While I usually create and train a model in SageMaker, I want to have a complete overview of the progress to spot problems in the training process. For example, I want to know if my model is in a plateau or when I have an exploding tensor, etc When you are in your PC and your train the model in your own GPU, you can monitor everything, but when you are on the cloud and you train your model in a cluster of machines it is a bit difficult to monitor and debug everything. If something went wrong you need to know why and how to correct it. SageMaker now provides a tool called Amazon SageMaker Debugger that helps with the progress of the model’s training in a very detailed manner. I will use the Debugger on a previous post that I have made for “classifying the Fashion-MNIST dataset” (I will update this post and repost it here).

Difficulty and costs

Level: 300
Total Cost: Let’s say 1$ (with no Endpoint deployed)
- Amazon SageMaker Notebook: ml.system for 24 hours -> 0.00364 x 24 -> 0.087$ + ml.t3.medium for 12 hours -> 0.7$ = 0.8$
- Amazon SageMaker Training instance: 122 seconds in ml.c5.2xlarge -> 0.0019 x 122 = 0.14
- Debugger Instance: 244 seconds in ml.t3.medium -> 0.003$

Amazon SageMaker Debugger

Fig 1. Training Job in SageMaker with Debugger

The Debugger is the fourth component in the equation, and it monitors the model, saves the metrics to S3, and can evaluate the metrics using something called Rules. Let’s take one piece at a time. You can add a Debugger Hook to your model on the circled number 1 in Figure 1. Once the job starts, that Hook will save metrics from your model as a tensor. Then (2) the hook listens for the requested metrics, creates the tensors, and saves them to S3. The debugger (3) can evaluate the model in real-time based on provided (built-in or custom) rules and decide if the training process was successful.

Add a Debugging Hook

Amazon SageMaker provides us a series of built-in Collections in order to monitor and save metrics (in a tensor format) of our model. Here is the list that we can use. For this example, we are saving the biases, the weights, and the metrics of our model.

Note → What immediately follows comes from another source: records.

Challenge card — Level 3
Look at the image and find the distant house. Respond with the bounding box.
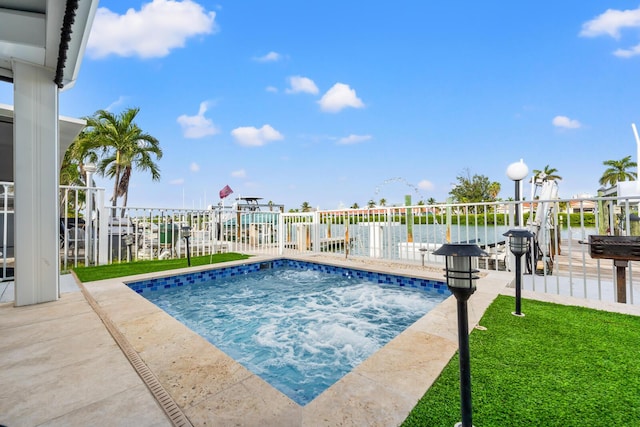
[569,199,597,213]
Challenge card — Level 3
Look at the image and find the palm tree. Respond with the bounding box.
[80,108,162,214]
[600,156,638,187]
[533,165,562,183]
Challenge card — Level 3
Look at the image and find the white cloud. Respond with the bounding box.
[418,179,434,191]
[177,101,220,138]
[551,116,582,129]
[338,134,371,145]
[231,125,284,147]
[580,8,640,39]
[253,51,282,62]
[87,0,217,58]
[286,76,320,95]
[105,96,127,111]
[318,83,364,113]
[613,44,640,58]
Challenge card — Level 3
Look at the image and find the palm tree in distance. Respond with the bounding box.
[80,108,162,215]
[600,156,638,187]
[532,165,562,183]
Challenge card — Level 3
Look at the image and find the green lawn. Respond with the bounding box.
[73,252,250,282]
[403,296,640,427]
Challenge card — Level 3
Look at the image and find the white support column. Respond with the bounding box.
[13,62,60,306]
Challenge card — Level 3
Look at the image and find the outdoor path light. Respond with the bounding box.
[123,234,133,262]
[182,225,191,267]
[503,228,533,317]
[507,159,529,227]
[433,243,489,427]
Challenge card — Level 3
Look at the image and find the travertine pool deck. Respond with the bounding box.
[0,256,640,427]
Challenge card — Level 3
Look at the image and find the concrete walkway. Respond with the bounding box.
[0,276,171,427]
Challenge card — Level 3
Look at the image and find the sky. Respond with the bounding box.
[0,0,640,210]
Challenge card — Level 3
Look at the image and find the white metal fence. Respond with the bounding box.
[0,183,640,303]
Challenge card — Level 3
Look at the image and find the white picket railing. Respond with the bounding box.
[0,183,640,303]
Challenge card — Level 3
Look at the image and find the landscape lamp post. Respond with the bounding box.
[507,159,529,227]
[503,228,533,317]
[182,225,191,267]
[124,234,133,262]
[433,243,489,427]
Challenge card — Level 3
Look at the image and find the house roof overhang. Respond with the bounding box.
[0,104,87,182]
[0,0,98,89]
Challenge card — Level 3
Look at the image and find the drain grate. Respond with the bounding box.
[72,273,193,427]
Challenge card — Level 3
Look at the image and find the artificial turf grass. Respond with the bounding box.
[73,252,250,282]
[402,296,640,427]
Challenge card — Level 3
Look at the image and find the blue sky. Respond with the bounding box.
[0,0,640,210]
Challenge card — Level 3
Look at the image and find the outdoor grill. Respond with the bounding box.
[589,236,640,261]
[589,235,640,303]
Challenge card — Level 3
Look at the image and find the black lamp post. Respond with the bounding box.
[182,225,191,267]
[123,234,133,262]
[507,159,529,227]
[503,228,533,317]
[433,243,489,427]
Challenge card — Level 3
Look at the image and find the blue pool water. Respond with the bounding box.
[130,263,449,405]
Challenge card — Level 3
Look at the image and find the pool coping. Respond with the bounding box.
[84,255,513,426]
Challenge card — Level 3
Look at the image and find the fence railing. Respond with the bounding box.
[0,183,640,303]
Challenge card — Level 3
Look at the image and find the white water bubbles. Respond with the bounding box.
[148,268,446,405]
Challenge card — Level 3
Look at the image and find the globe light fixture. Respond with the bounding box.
[507,159,529,227]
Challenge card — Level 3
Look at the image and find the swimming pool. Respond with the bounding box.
[129,259,449,405]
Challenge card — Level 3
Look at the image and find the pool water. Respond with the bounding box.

from sagemaker.debugger import CollectionConfig, DebuggerHookConfig

bucket = sess.default_bucket()

collection_config_biases = CollectionConfig(name='biases')
collection_config_weights = CollectionConfig(name='weights')
collection_config_metrics = CollectionConfig(name='metrics')

debugger_hook_config = DebuggerHookConfig(
    s3_output_path=f"s3://{bucket}/fashion-mnist/hook",
    hook_parameters={
        'save_interval': '100'
    },
    collection_configs=[
        collection_config_biases,
        collection_config_weights,
        collection_config_metrics
    ]
)

To integrate the Debugger Hook to your model, add it to the estimator.

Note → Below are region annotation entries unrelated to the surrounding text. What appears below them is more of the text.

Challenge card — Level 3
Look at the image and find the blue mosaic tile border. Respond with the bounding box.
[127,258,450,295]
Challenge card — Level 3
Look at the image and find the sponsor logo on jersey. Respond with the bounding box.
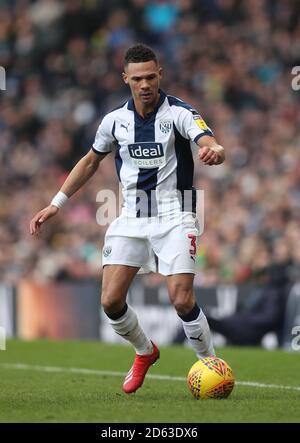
[196,118,208,131]
[128,142,166,169]
[159,120,173,134]
[103,246,112,257]
[120,122,130,132]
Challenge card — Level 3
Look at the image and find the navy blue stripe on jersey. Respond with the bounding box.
[173,124,196,212]
[167,95,193,111]
[134,110,158,217]
[111,122,123,181]
[91,146,111,155]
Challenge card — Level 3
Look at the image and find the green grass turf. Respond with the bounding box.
[0,340,300,423]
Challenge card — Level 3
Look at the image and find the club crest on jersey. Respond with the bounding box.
[159,120,172,134]
[103,246,112,257]
[128,142,165,169]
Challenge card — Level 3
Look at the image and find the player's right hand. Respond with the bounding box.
[30,205,59,235]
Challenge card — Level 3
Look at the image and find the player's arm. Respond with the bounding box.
[30,150,107,235]
[197,135,225,166]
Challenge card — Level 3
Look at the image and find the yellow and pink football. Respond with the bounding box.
[187,357,235,399]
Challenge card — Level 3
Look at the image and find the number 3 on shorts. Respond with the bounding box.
[188,234,197,255]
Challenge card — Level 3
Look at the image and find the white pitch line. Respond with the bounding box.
[0,363,300,391]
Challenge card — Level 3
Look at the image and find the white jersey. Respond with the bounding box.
[92,90,213,217]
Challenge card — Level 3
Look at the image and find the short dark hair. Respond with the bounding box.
[124,43,158,66]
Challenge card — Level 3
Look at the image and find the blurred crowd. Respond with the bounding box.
[0,0,300,287]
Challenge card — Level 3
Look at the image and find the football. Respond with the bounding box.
[187,357,235,399]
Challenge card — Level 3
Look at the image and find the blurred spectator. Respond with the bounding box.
[0,0,300,286]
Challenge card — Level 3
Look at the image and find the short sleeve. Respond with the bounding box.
[175,107,214,143]
[92,114,116,154]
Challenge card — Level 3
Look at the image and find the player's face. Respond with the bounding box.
[123,60,162,107]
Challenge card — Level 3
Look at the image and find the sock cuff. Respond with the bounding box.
[178,303,201,322]
[104,303,128,320]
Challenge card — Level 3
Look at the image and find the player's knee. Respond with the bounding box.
[101,290,124,314]
[170,284,195,315]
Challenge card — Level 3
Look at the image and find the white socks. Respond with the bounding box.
[181,310,216,359]
[106,306,153,355]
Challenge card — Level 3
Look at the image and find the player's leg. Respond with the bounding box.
[152,213,215,358]
[167,273,215,358]
[101,265,153,355]
[101,265,159,394]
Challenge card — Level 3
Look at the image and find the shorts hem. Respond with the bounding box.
[158,269,196,276]
[102,260,157,273]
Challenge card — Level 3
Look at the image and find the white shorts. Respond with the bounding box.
[102,212,200,275]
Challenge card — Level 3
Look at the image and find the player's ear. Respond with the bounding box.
[158,66,163,79]
[122,72,128,85]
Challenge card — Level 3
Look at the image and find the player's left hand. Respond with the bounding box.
[199,146,224,166]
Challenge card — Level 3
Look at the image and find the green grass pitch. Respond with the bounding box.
[0,340,300,423]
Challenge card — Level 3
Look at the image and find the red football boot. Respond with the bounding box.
[123,342,159,394]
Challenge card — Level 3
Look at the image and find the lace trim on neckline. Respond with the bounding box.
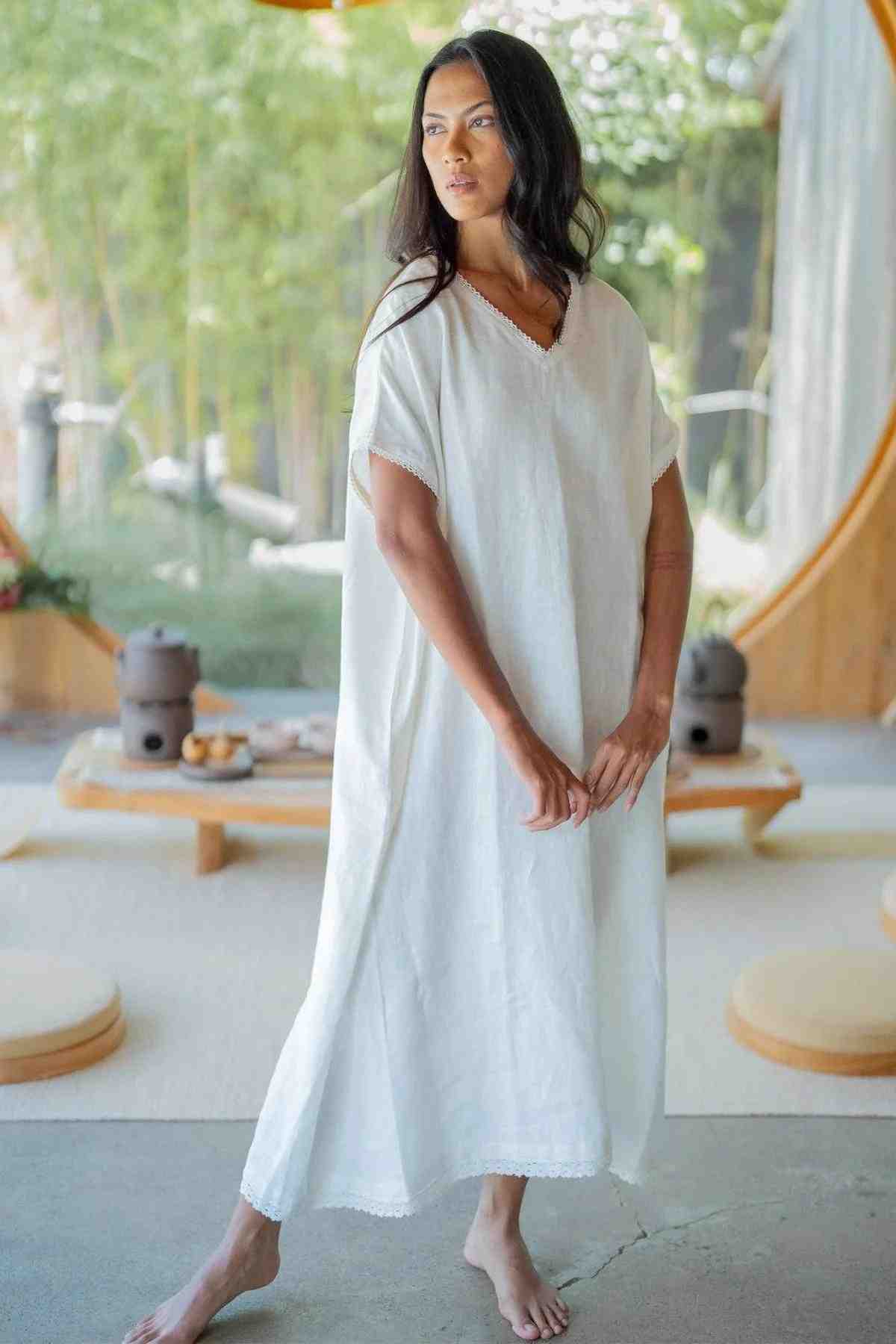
[239,1157,645,1222]
[455,270,576,358]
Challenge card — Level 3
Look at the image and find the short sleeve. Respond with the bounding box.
[348,285,442,512]
[647,355,681,485]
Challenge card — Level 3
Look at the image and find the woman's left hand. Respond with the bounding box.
[582,704,671,816]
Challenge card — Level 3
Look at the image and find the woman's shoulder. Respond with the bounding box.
[580,272,649,359]
[378,257,438,320]
[364,257,441,349]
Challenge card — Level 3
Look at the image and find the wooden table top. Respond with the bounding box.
[55,729,332,827]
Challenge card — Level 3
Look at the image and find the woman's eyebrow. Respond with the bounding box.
[423,98,491,121]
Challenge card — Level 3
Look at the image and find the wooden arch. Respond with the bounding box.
[728,0,896,722]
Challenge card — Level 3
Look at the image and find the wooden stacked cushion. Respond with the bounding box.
[0,948,125,1083]
[726,948,896,1075]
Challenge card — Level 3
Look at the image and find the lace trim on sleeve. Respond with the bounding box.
[650,444,679,485]
[349,444,439,514]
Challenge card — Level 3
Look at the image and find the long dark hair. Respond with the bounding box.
[352,28,607,368]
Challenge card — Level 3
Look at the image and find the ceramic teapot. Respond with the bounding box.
[116,625,200,702]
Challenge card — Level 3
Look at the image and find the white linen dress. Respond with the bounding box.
[240,249,679,1220]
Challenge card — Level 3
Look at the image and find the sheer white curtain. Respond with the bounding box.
[767,0,896,581]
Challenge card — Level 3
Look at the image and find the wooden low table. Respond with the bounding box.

hyperparameters = {'epochs': 10, 'batch_size': 256, 'learning_rate': 0.001}

estimator = TensorFlow(
    entry_point='model.py',
    train_instance_type='ml.p3.2xlarge',
    train_instance_count=1,
    model_dir='/opt/ml/model',
    hyperparameters=hyperparameters,
    role=sagemaker.get_execution_role(),
    base_job_name='tf-fashion-mnist',
    framework_version='1.15',
    py_version='py3',
    script_mode=True,
    debugger_hook_config=debugger_hook_config,
)

In addition, you can create custom Debugger Hooks as shown in the following snippet. This snippet is from an AWS example on Debugger called Visualizing Debugging Tensors.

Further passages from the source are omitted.